The parallelogram gamepad even worked well for shooters, because it made moving and aiming more natural. If anyone happens to know the name of it or can manage to find it via searching, please post a link to what you find, because soon I may need to start looking for KB alternatives for race games.
I finally made up my mind buying g29 but tell me one thing, i saw the game assetto corsa on steam. The first one is written "buy Assetto Corsa" and the next one is "buy asseto corsa ultimate edition" so do i need to buy the first one first to install the ultimate edition? The ultimate edition costs more, and is the game ok with g29? I use windows 10
 
The first question seems redundant. I looked at the Steam page for the game and it's clear they sell the standard and ultimate editions separately. Just choose "Buy Assetto Corsa Ultimate Edition" if that's the one you want.

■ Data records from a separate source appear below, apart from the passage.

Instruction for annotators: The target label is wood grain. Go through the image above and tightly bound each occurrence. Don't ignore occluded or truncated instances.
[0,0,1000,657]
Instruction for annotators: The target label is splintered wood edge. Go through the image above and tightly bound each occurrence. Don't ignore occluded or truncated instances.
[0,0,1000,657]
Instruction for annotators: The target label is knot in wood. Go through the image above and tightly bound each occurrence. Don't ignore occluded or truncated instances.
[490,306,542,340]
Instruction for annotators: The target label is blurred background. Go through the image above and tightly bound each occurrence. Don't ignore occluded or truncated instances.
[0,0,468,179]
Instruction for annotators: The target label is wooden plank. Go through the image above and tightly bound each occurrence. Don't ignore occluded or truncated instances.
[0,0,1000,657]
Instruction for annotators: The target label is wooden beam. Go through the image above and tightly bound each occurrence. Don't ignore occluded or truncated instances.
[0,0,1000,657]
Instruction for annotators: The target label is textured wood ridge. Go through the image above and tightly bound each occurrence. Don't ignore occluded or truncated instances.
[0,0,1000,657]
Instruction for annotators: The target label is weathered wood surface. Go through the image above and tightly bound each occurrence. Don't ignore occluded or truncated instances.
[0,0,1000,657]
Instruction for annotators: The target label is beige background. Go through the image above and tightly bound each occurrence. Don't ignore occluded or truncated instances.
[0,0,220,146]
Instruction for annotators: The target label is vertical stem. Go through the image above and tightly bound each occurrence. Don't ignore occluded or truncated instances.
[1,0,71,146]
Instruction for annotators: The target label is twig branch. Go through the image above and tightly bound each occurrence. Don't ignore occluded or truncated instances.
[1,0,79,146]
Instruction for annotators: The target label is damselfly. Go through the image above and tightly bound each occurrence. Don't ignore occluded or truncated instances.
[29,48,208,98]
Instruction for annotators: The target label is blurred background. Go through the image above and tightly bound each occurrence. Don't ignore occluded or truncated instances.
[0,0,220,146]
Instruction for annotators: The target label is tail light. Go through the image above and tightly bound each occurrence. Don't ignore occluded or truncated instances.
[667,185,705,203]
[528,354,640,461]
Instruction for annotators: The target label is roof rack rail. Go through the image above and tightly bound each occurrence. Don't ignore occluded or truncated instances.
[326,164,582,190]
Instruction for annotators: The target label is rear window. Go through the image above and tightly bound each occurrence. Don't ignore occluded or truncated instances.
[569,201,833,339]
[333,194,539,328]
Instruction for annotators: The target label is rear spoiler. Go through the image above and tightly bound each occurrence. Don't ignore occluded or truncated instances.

As for how well the G29 works with the PC version of the game, expect it to have full support. All you needed to do was visit Logitech's support page for the G29 to see Assetto Corsa is one of the games with both "Trueforce" and Dual Clutch support. https://www.logitechg.com/en-us/products/driving/driving-force-racing-wheel.html

Note that Trueforce and Dual Clutch are new features for G923 that are not yet widely supported. Here's a review on G29 vs G923.

Here's a comprehensive review on the G29. It's basically one of the best budget starter wheel/pedal sets you can get. It's very commonly used and well supported. Fanatec and Thrustmaster make a bit better products, but cost more.

There are also tons of videos on YouTube showing how well it works with Assetto Corsa, some even in 4K, and some with the latest Ferrari DLC, so take your pick and watch a few.